Softphone.Pro works with 32 SIP accounts and can call from the required account just by one click (link to the article in the knowledge base rus - https://ru.softphone.pro/help/web-links-callto-sip-tel eng - https : //softphone.pro/en/help/click-to-call-phone-number-hyperlink-sip-callto-tel). This is especially convenient when operators call customers from a single system: by clicking on a phone number, the operator will make a call from the correct SIP account. The probability of error and the human factor is minimized.

3. WebRTC phone does not support many typical phone functions

Since the WebRTC standard describes only the general principles of audio and sound transmission, solutions based on it may encounter problems with the most common telephony functions, such as holding and transferring a call, conference-calling, indicating the status of colleagues (BLF), etc.

In SIP softphones, there are no such problems - the user has the widest range of functions that are guaranteed to work with any cloud PBX, as well as with specialized server software for a call center.

Here is a short list of features that are guaranteed to work in Softphone.Pro:

• Fast and "with consultation" call transfer (unattended and warm transfer)

• Conditional auto answer

• Hold / Unhold

• Call conference for up to six participants

• Voicemail drop

• Call recording in whole or in some parts of it

• Display of statuses of colleagues (BLF)

• Holding an incoming call on the second line (call waiting)

4. The WebRTC phone does not have special functions that are required in most call centers

The phone program in the call center is not only a means of communication with customers, but also a powerful tool for collecting statistics on the work of operators.

Softphone.Pro constantly transmits to the server information about the operator's working time, images from the webcam, as well as recordings of the computer screen. Analysis of this data helps to optimize the operator's work schedule, calculate salaries, and identify unscrupulous employees.

A WebRTC phone, due to its technical features, simply cannot solve most of these tasks and does not meet modern requirements in terms of integration:

• No integration with Jabra and Plantronics professional headsets

• No integration with applications on Windows and Mac (click-to-call, pop-up card, save history and audio recordings)

• No click-to-call function in any applications and web services

• No stereo recording function, where operator and client are recorded in separate channels (stereo recording is required for subsequent speech-to-text speech recognition)

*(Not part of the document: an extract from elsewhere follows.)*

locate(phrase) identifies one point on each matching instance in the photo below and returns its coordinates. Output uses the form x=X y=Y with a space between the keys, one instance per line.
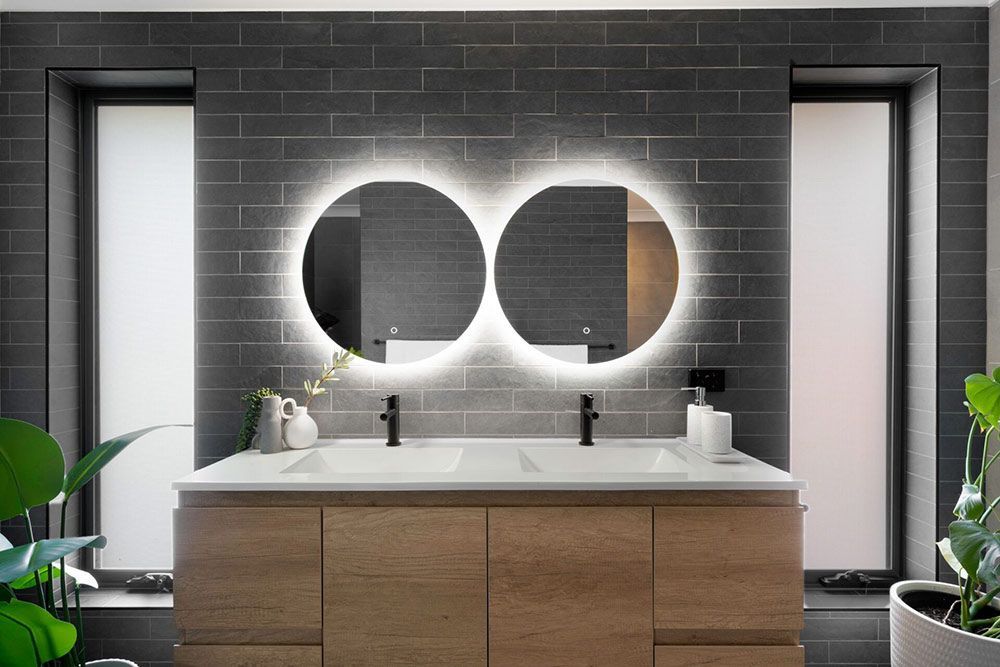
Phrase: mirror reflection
x=395 y=270
x=586 y=272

WebRTC or SIP softphone: comparison table

Feature WebRTC Softphone.Pro (SIP softphone)
Cloud PBX compatibilityPartial, cloud PBX provider needs to provide their branded WebRTC phoneYes, any cloud PBX supported
Self hosted PBX compatibilityNoYes, any SIP PBX supported
System requirements400MB RAMWindows or Mac, 100MB RAM
InstallationNot requiredRequired
Zero configurationYesYes, remote provisioning must be enabled
Multiple SIP accountsNoYes, up to 32 SIP accounts
Call holdDepends on implementationYes
Call transferDepends on implementationYes
Conference callDepends on implementationYes, up to six participants
Play pre-recorded audio message (voicemail drop)NoYes
Jabra and Plantronics USB headset buttons supportNoYes
Call recordingNoYes, mono and stereo (suitable for speech-to-text)
Agent's time trackingNoYes
Screen captureNoYes
Webcam surveillanceNoYes
Third party web app integrationYes, can be embedded in web applicationYes
Third party Windows and Mac app integrationNoYes
Hotkey supportNoYes


WebRTC phone has certain advantages over SIP softphones, but they are more relevant for those employees who needs voice calling from time to time only; for example, an accountant or a manager.

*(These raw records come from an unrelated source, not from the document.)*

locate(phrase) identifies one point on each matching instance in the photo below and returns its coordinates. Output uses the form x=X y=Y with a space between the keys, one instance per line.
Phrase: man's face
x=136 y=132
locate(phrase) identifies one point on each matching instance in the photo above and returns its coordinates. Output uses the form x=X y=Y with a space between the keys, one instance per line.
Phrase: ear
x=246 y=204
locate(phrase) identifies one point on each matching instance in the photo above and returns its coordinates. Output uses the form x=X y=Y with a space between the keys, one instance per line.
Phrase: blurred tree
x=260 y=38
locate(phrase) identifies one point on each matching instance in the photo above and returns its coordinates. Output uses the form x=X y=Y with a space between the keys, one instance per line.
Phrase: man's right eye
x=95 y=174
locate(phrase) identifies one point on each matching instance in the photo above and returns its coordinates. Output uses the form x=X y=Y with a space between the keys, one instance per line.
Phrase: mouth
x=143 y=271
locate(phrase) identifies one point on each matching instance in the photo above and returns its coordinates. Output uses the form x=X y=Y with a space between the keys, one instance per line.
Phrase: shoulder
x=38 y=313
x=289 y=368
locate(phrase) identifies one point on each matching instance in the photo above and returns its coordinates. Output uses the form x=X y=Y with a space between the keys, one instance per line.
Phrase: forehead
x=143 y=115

For call center employees who use the phone all the time, these benefits are not so significant. At the same time, SIP softphones, such as Softphone.Pro, compensate for their shortcomings with additional features: integration with third-party applications, screen recording and operator monitoring using a webcam, support for multiple SIP accounts, and support for professional headsets from Jabra and Plantronics. Therefore, we can conclude that a SIP softphone is better suited for work in a call center.